Manisha, a practising painter based in Gurgaon of the National Capital Territory, began photographing moments of the art fraternity 16 years ago. Then, in 2015, she embarked on a Pakistan leg of the series, titling it ‘Artist Through the Lens’. It is from these two projects running parallel between the two countries that ‘Postcards from Home’ was born, figuring Indian and Pakistani artists in their studios.

“The intention of the project is to intrigue and invite viewers with these visual frames of nostalgia, to re-kindle love, touch a cord and revive the shared connection of a common history,” says Manisha, also an occasional writer.

For the artist-photographer, listening to younger-time experiences of her parents led her to feel that the effort was to preserve one’s history.
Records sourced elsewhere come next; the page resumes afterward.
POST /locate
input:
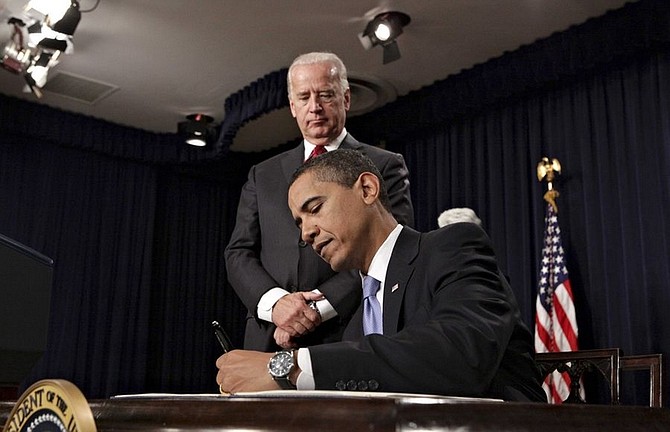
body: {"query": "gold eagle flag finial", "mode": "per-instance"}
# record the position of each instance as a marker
(547, 170)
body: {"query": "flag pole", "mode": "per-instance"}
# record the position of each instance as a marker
(547, 170)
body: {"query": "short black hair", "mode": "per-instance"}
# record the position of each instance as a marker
(343, 166)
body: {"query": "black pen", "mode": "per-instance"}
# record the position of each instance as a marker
(222, 337)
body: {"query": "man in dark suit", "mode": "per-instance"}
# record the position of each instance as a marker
(449, 321)
(293, 297)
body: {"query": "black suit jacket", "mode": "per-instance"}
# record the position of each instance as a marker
(265, 250)
(451, 326)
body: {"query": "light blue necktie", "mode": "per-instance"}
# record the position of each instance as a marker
(372, 311)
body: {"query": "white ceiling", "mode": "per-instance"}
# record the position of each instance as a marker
(171, 58)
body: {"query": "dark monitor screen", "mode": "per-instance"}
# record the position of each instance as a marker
(25, 298)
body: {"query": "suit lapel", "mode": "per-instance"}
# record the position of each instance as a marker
(397, 278)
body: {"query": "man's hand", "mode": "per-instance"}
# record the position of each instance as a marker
(243, 371)
(293, 315)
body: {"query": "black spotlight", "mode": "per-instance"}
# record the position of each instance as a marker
(68, 23)
(383, 30)
(197, 129)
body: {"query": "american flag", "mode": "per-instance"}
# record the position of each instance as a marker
(555, 319)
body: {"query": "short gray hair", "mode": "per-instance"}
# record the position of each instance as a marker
(338, 69)
(456, 215)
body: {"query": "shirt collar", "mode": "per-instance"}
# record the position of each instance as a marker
(380, 261)
(334, 145)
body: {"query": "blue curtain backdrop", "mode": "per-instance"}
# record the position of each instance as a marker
(136, 223)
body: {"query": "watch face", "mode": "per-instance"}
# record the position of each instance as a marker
(280, 364)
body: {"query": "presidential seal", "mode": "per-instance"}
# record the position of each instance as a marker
(51, 405)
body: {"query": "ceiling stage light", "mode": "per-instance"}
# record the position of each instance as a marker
(383, 30)
(197, 129)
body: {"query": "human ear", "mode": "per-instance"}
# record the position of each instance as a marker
(369, 186)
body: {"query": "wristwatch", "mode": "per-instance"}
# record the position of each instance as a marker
(280, 366)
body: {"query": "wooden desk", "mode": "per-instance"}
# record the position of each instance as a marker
(209, 413)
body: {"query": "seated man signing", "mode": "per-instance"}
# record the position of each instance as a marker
(443, 321)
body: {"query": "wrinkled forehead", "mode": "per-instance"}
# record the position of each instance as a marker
(300, 189)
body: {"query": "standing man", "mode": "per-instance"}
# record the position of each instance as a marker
(437, 317)
(293, 297)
Later, each time Manisha crossed the border, “something triggered in my heart”. That led her to believe that the people on either side will forget about the war if the borders are opened.
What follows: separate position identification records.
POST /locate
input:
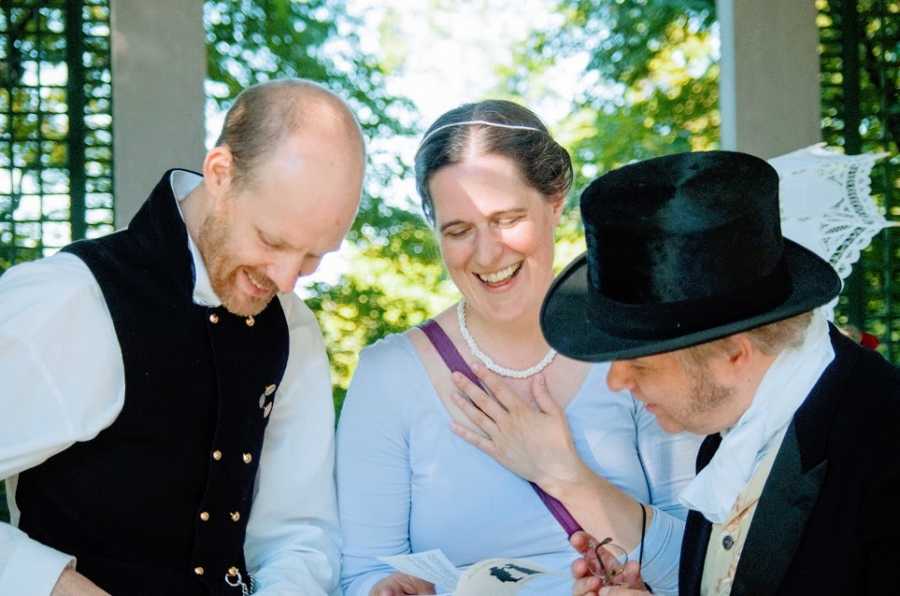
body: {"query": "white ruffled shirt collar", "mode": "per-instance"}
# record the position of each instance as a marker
(762, 427)
(183, 183)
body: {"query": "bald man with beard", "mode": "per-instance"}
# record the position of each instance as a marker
(168, 422)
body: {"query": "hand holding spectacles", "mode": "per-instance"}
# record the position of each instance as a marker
(603, 564)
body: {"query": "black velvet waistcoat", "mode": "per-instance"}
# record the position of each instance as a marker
(158, 502)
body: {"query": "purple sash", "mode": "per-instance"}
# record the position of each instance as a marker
(455, 362)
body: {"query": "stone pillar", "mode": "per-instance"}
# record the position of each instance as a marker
(769, 78)
(158, 69)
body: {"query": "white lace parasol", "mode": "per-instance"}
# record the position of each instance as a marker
(826, 205)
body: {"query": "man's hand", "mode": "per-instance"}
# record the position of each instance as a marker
(400, 584)
(629, 583)
(72, 583)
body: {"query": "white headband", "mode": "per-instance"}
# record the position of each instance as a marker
(484, 122)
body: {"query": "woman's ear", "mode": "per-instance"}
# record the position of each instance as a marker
(558, 204)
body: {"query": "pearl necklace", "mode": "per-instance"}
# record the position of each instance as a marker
(488, 362)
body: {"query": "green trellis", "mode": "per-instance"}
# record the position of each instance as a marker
(859, 42)
(56, 175)
(55, 126)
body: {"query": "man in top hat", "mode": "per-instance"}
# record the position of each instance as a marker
(708, 316)
(167, 423)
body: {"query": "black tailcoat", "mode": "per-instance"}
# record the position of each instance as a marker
(827, 521)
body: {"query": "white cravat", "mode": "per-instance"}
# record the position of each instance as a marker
(783, 389)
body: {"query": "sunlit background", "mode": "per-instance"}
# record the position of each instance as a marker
(615, 80)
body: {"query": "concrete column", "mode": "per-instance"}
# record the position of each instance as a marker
(158, 69)
(769, 78)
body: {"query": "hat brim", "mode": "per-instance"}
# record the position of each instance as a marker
(573, 321)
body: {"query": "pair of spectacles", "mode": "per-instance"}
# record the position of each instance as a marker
(606, 560)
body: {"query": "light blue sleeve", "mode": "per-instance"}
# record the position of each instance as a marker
(668, 461)
(373, 471)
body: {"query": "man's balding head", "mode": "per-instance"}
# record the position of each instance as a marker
(265, 115)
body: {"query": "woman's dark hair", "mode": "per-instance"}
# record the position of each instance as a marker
(544, 164)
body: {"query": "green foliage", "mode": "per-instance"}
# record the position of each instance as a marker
(650, 83)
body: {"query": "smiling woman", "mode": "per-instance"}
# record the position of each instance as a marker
(493, 183)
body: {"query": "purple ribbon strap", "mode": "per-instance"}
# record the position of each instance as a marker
(455, 362)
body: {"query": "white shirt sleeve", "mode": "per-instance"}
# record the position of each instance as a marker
(63, 382)
(293, 538)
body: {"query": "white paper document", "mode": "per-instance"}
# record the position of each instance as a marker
(497, 577)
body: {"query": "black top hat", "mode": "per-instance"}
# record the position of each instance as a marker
(681, 250)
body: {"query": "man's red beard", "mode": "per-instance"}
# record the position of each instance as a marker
(223, 270)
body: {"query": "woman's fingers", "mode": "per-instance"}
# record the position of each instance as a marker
(581, 541)
(587, 586)
(475, 414)
(474, 439)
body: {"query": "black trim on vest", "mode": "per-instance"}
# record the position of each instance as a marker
(158, 502)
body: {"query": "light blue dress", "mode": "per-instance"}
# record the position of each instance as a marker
(406, 483)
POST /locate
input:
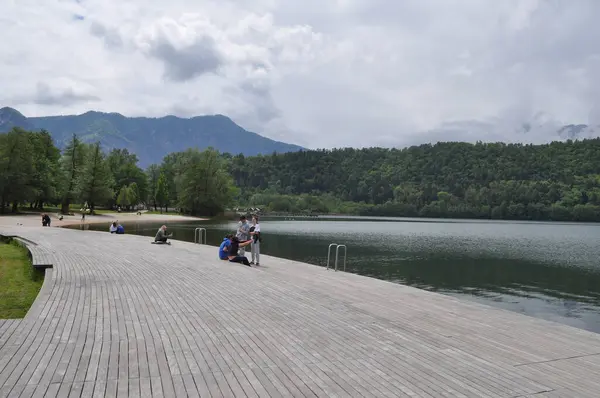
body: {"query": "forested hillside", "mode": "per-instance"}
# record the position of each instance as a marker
(558, 181)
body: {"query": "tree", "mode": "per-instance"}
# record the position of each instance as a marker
(95, 181)
(125, 171)
(153, 172)
(124, 199)
(71, 166)
(16, 168)
(206, 186)
(162, 192)
(45, 176)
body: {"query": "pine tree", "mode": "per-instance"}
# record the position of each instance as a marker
(206, 188)
(16, 168)
(71, 166)
(45, 178)
(162, 192)
(95, 181)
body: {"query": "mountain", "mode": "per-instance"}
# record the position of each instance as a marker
(10, 118)
(149, 138)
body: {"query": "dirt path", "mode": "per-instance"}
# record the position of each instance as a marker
(34, 220)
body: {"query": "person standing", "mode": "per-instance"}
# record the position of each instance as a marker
(255, 246)
(161, 235)
(243, 233)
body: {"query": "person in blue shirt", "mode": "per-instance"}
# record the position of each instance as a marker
(224, 248)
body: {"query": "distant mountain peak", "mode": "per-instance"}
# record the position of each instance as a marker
(149, 138)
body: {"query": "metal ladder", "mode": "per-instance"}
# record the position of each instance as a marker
(200, 235)
(337, 254)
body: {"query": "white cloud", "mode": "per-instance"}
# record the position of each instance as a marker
(317, 73)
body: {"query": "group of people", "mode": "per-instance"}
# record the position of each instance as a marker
(233, 246)
(116, 228)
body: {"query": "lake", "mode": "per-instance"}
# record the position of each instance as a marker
(546, 270)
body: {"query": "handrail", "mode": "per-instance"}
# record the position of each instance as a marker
(337, 250)
(337, 254)
(200, 235)
(329, 253)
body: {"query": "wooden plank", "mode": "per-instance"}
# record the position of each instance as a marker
(173, 321)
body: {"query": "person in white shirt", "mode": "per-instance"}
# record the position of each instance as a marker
(255, 247)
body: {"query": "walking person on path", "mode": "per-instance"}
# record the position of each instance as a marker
(161, 235)
(255, 246)
(243, 233)
(234, 256)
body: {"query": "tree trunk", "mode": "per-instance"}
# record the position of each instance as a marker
(65, 207)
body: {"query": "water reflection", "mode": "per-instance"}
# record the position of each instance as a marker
(546, 270)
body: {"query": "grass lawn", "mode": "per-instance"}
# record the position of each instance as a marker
(20, 283)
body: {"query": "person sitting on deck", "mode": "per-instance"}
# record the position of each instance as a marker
(233, 254)
(161, 235)
(224, 248)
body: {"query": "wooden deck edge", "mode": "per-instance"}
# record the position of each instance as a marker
(38, 304)
(41, 300)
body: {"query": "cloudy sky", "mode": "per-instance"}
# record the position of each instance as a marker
(319, 73)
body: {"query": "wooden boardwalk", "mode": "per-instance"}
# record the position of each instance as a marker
(118, 316)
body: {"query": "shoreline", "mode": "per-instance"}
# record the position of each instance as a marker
(34, 220)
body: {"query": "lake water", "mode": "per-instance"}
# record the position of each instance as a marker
(546, 270)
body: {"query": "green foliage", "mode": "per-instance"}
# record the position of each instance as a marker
(71, 167)
(204, 187)
(161, 196)
(28, 169)
(126, 173)
(95, 182)
(19, 282)
(557, 181)
(127, 196)
(16, 167)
“During my interactions with the artists from Pakistan, I noticed that India was referenced many times,” says Manisha. “It was lovely to see visitors from different age groups and section of society picking up and browsing through the cards on display each carrying and anecdote or memory narrated by an artist.”

The 47 artists in her works include Salima Hashmi, Satish Gujral, Zarina Hashmi, Anjum Singh, Waseem Ahmed, Muhammad Imran Qureshi, Aisha Khalid, Amar Kanwar, Roohi Ahmed and Zeeshan Muhammad. ‘Postcards from Home’ had earlier been exhibited at the Lahore Biennale in 2017 and Faiz International Festival at Lahore last year.

Recently, Manisha curated an exhibition of octogenarian artist A Ramachandran, her mentor. ‘The Changing Moods of the Lotus Pond and Insignificant Incarnations’ was held at Delhi’s Vadehra Art Gallery in November 2018.

Manisha has also held a solo exhibition at Gallery Espace booth at India Art Fair 2018 and earlier, in 2015, at Sanat Initiative in Karachi.

At Kochi, collaterals are exhibition projects that take place in Fort Kochi and Mattancherry at the time of the biennale, which is currently running its fourth edition.

Independent of the main curatorial project, these works will be exhibited till Tuesday.